Anche in periodo di quarantena i vigili del fuoco restano operativi per salare gli animali meno fortunati. O meglio quei piccoli cuccioli che inavvertitamente si cacciano nei guai, o a motivo dell’inesperienza, o per la troppa curiosità, tipica degli animali della loro età. Ci troviamo a Conegliano, dove ha avuto luogo la nostra storia, che ha visto dei cuccioli di pinscher di appena 20 giorni incastrati all’interno di un tubo. I piccoli cagnolini si sono avventurati nelle ristrettezze dei tubi di drenaggio di un giardino privato, fino purtroppo, a ritrovarsi incastrati in uno di essi, senza riuscire più a uscire.

I proprietari evidentemente, non notando più i cuccioli si sono messi alla loro ricerca e, dopo aver realizzato la loro scomoda e difficile posizione, sono stati costretti a chiamare i vigili del fuoco per un loro intervento. Infatti i piccoli erano incastrati in uno di questi tubi, che è lungo complessivamente 40 metri all’incirca; recuperarli autonomamente poteva essere pericoloso e, senza la giusta attrezzatura si potevano danneggiare i tubi, ma soprattutto si poteva fare del male ai cuccioli. Erano le dieci di sera quando i vigili hanno ricevuto la chiamata, e si sono recati sul posto in pochi minuti: ma neanche per loro è stato molto facile il recupero dei cuccioli. 

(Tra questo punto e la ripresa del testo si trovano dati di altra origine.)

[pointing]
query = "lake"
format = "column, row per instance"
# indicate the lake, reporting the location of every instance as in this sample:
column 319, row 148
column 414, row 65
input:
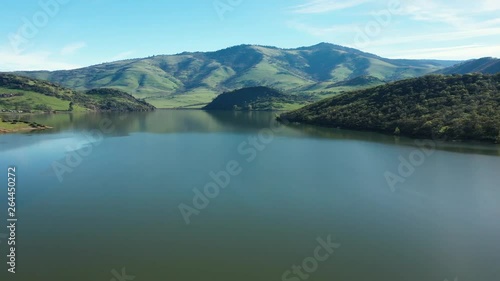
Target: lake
column 194, row 195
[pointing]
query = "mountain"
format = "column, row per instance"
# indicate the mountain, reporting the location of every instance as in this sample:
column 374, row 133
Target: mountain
column 454, row 107
column 194, row 79
column 482, row 65
column 255, row 98
column 29, row 95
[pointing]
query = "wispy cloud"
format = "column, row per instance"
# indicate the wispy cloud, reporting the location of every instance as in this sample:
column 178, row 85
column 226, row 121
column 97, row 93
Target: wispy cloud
column 39, row 60
column 122, row 56
column 319, row 31
column 467, row 51
column 72, row 48
column 325, row 6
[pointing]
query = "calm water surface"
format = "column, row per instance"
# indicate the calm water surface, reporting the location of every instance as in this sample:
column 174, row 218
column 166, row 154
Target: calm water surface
column 118, row 207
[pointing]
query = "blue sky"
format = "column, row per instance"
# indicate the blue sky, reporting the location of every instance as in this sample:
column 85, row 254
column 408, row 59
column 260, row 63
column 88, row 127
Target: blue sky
column 65, row 34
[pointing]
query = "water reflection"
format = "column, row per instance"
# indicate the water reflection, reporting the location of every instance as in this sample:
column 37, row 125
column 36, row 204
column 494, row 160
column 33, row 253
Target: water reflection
column 198, row 121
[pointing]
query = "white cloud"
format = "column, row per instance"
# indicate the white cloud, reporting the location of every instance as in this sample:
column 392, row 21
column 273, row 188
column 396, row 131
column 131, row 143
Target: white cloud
column 122, row 56
column 325, row 6
column 30, row 61
column 72, row 48
column 450, row 53
column 322, row 32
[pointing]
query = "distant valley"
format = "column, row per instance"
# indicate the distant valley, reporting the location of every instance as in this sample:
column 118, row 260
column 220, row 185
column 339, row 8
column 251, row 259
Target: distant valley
column 192, row 80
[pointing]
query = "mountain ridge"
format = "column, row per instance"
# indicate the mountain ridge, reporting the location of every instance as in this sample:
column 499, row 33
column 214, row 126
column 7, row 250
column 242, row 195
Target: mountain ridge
column 195, row 78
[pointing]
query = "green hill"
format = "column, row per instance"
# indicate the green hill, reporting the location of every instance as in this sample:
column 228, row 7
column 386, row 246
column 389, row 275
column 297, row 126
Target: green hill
column 29, row 95
column 255, row 98
column 194, row 79
column 456, row 107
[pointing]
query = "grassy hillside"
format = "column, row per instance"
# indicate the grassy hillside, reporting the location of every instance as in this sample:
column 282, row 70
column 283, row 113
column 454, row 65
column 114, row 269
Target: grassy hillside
column 256, row 98
column 30, row 95
column 194, row 79
column 457, row 107
column 483, row 65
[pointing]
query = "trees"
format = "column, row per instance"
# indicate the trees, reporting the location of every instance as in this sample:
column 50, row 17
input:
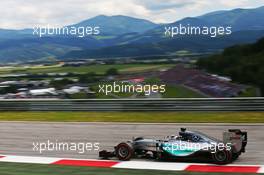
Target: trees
column 243, row 63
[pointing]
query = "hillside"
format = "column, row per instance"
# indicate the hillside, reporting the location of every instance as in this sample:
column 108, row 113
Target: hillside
column 124, row 36
column 243, row 63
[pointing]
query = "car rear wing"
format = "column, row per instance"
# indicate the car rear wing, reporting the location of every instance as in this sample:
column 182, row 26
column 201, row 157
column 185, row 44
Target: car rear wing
column 237, row 138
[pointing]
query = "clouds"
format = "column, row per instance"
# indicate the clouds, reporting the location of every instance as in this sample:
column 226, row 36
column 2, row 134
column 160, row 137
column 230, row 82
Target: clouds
column 28, row 13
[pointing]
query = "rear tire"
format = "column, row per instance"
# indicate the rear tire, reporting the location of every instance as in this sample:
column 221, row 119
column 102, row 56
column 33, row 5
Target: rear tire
column 124, row 151
column 222, row 157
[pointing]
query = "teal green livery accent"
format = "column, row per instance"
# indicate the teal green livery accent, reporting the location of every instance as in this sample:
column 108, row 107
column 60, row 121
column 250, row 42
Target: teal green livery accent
column 177, row 150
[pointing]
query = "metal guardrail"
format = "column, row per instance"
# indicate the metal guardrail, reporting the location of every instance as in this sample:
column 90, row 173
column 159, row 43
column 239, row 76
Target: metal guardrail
column 188, row 104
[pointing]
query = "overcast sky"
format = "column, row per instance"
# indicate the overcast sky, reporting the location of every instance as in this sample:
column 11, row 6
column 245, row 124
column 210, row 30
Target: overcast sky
column 17, row 14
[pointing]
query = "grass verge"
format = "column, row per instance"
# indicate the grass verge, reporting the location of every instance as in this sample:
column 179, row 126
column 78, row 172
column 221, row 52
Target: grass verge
column 35, row 169
column 150, row 117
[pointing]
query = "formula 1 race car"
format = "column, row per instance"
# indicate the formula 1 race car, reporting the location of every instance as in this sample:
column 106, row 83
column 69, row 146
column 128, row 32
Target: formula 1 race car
column 187, row 146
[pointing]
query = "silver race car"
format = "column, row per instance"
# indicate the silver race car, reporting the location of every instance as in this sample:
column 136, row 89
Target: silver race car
column 187, row 146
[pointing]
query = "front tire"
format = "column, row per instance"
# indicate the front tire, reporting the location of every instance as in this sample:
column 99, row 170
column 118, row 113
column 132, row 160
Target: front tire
column 124, row 151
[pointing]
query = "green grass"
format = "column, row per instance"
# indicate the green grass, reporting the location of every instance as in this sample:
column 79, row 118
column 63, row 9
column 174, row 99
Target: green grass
column 99, row 69
column 180, row 92
column 36, row 169
column 151, row 117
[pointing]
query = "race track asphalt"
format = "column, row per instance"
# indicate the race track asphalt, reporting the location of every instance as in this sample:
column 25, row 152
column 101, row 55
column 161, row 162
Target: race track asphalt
column 17, row 138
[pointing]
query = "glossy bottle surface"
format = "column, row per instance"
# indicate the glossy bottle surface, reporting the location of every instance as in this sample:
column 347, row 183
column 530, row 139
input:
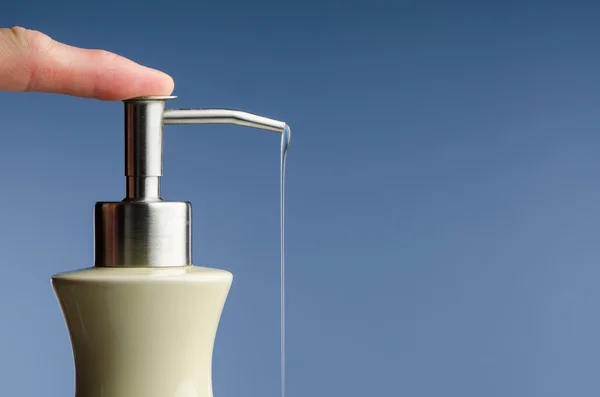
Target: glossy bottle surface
column 143, row 332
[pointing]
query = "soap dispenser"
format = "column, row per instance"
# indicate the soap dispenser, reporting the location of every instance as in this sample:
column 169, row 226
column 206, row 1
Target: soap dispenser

Infatti, dall’esterno non era comprensibile a che punto del tubo gli animaletti si trovassero, così sono stati costretti ad usare un’apposita sonda. Con questa hanno potuto osservare che i cuccioli si trovavano circa a 6 metri dall’ingresso del tubo di drenaggio. Quindi, una volta scoperta la posizione, hanno cominciato a scavare e dopo aver trovato i piccoli pinscher li hanno estratti manualmente e li hanno riconsegnati alla mamma, che era in attesa dei propri cuccioli. Poteva andare molto peggio per loro, ma fortunatamente i proprietari hanno notato da subito la loro assenza e hanno potuto prendere provvedimenti immediati.